Panduan
Hokoku-ji adalah kuil dari aliran Kencho-ji di Kamakura. Daya tarik utamanya adalah 'Taman Bambu' yang luas di belakang bangunan utama, di mana sekitar 2.000 batang bambu tumbuh subur. Pemandangan yang tercipta dari perpaduan bambu yang menjulang tinggi dengan bunga-bunga musiman menciptakan harmoni antara keindahan alam dan arsitektur bersejarah yang menenangkan jiwa.
Hokoku-ji adalah kuil tradisional yang telah tumbuh bersama sejarah kota Kamakura. Kuil ini memainkan peran penting dalam menyampaikan budaya spiritual Jepang melalui berbagai upacara tradisional yang diadakan setiap musim. Beberapa contohnya meliputi upacara 'Daihannyae' pada bulan Januari untuk memohon hasil panen yang melimpah, 'Nehan-e' pada bulan Februari, dan 'Koutan-e' pada bulan April untuk merayakan kelahiran Buddha.

Magnet utama kuil ini adalah pemandangan hutan bambu di belakang bangunan utama. Menikmati cahaya yang menyelinap di antara celah bambu, suara air yang mengalir di bebatuan, serta kicauan burung akan memberikan pengalaman spiritual yang mendalam tentang estetika Jepang. Selain itu, Anda dapat mengunjungi 'Kyukou-an' untuk menikmati teh matcha dan kudapan tradisional sambil memandang hamparan bambu yang hijau.
Hokoku-ji menawarkan wajah yang berbeda di setiap musim. Warna hijau bambu yang segar atau mekarnya bunga musiman memberikan nuansa yang berbeda setiap kali Anda berkunjung. Selain itu, setiap Minggu pagi, kuil ini mengadakan 'Nichiyo Zazen-kai' (Sesi Meditasi Zazen Mingguan), di mana Anda dapat merasakan pengalaman meditasi Zen di tengah udara pagi yang jernih.
Setiap hari Minggu pagi, diadakan sesi 'Nichiyo Zazen-kai'. Pendaftaran dibuka dari pukul 07:00 hingga 07:30, dan sesi berlangsung dari pukul 07:30 hingga 09:15. Ini adalah kesempatan langka untuk mencoba meditasi Zen yang autentik.
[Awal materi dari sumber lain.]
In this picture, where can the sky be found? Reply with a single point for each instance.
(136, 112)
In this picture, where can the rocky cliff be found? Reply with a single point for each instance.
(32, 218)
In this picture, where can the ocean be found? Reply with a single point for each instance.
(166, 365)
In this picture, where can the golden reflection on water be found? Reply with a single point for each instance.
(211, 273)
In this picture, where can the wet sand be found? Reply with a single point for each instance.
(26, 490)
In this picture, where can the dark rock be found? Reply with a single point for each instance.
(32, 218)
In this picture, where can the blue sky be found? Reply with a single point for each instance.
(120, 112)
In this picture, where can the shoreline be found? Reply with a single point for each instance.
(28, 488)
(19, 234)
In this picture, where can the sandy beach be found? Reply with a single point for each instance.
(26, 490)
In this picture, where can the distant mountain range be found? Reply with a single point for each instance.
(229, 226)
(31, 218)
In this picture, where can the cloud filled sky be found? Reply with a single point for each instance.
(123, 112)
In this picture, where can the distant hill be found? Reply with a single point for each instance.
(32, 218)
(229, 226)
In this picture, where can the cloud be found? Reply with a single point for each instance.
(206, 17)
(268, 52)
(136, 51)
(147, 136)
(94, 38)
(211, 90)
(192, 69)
Harap dicatat bahwa instruksi umumnya dilakukan dalam bahasa Jepang.
Di Kyukou-an, Anda dapat menikmati teh matcha dan kudapan manis sambil memandang taman bambu. Waktu operasional untuk menikmati teh adalah dari pukul 09:00 hingga 15:30 (penjualan tiket matcha berakhir pada 15:30). Ini adalah waktu yang sempurna untuk bersantai dan mendengarkan suara alam.
Anda juga dapat mendapatkan Goshuin (stempel kaligrafi suci) dari Bodhisattva Seikan, yang merupakan bagian dari koleksi Kamakura Sanjusankannonn. Mengoleksi Goshuin adalah salah satu cara populer untuk menikmati budaya kuil di Jepang.
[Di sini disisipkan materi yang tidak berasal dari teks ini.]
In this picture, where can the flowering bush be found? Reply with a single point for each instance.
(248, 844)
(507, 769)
Kawasan Kamakura dipenuhi dengan banyak kuil bersejarah dan titik wisata alam lainnya. Setelah mengunjungi Hokoku-ji, Anda dapat menjelajahi area Hase atau berjalan santai di sekitar kota Kamakura untuk merasakan budaya Jepang secara lebih mendalam.
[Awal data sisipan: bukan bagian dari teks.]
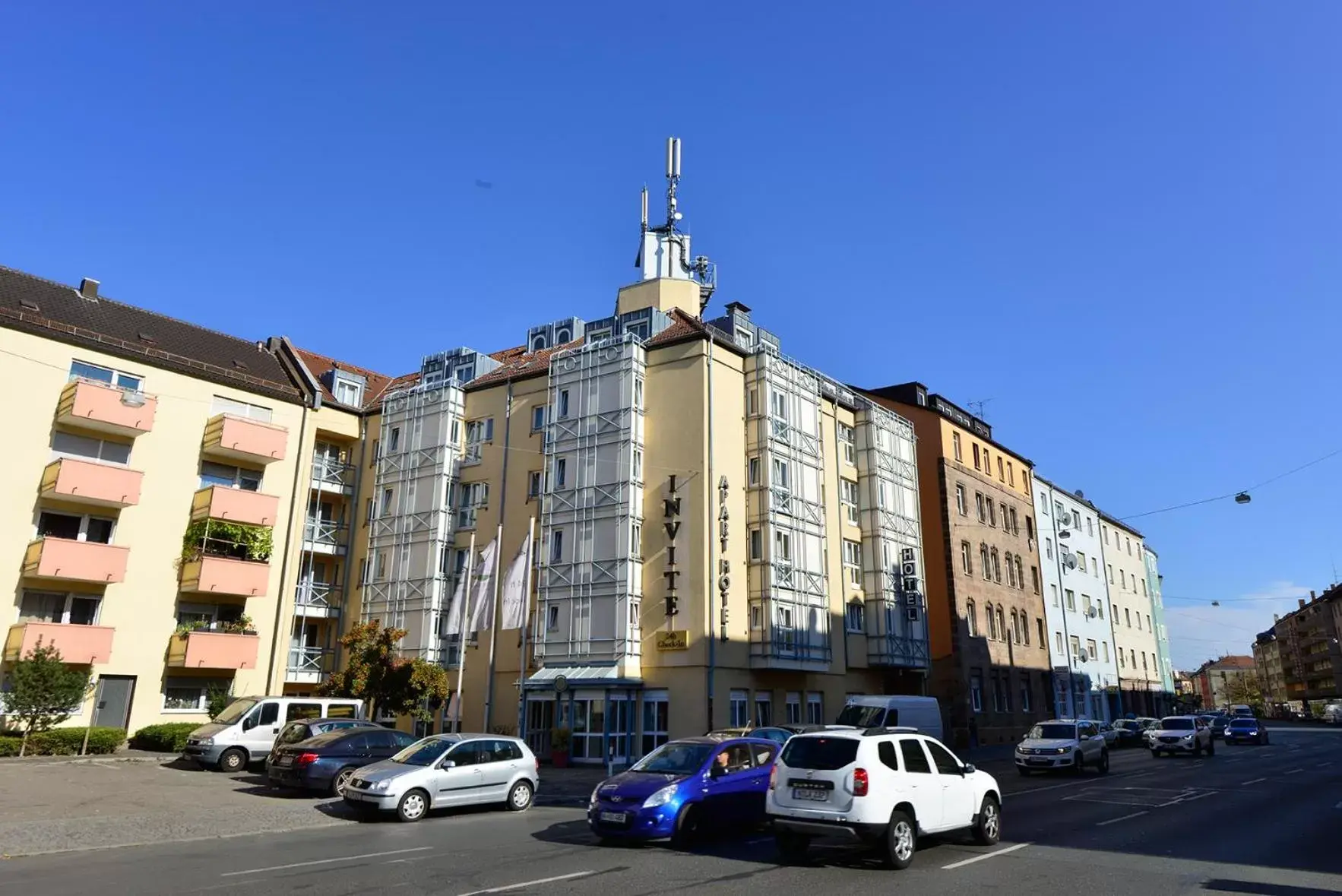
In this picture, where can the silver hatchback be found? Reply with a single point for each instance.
(448, 770)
Siapkan uang tunai (cash) untuk membayar biaya masuk, Goshuin, atau teh matcha. Untuk penggunaan kartu kredit atau kartu IC transportasi, disarankan untuk melakukan konfirmasi terlebih di tempat.
Harap diperhatikan bahwa papan informasi dan dukungan staf dalam bahasa Inggris sangat terbatas. Sesi seperti meditasi Zazen umumnya dipandu dalam bahasa Jepang.
Untuk sesi Zazen, Anda tidak perlu melakukan reservasi, namun pastikan datang tepat waktu sesuai jadwal pendaftaran. Gunakan pakaian yang nyaman dan longgar agar mudah bergerak. Karena cuaca bisa panas, membawa handuk kecil atau pakaian ganti akan sangat membantu.
Dilarang mengambil foto saat petugas sedang menulis Goshuin atau meminta petugas tertentu untuk menuliskan nama Anda. Harap menjaga ketenangan selama berada di area kuil dan patuhi aturan kesopanan di kuil Jepang.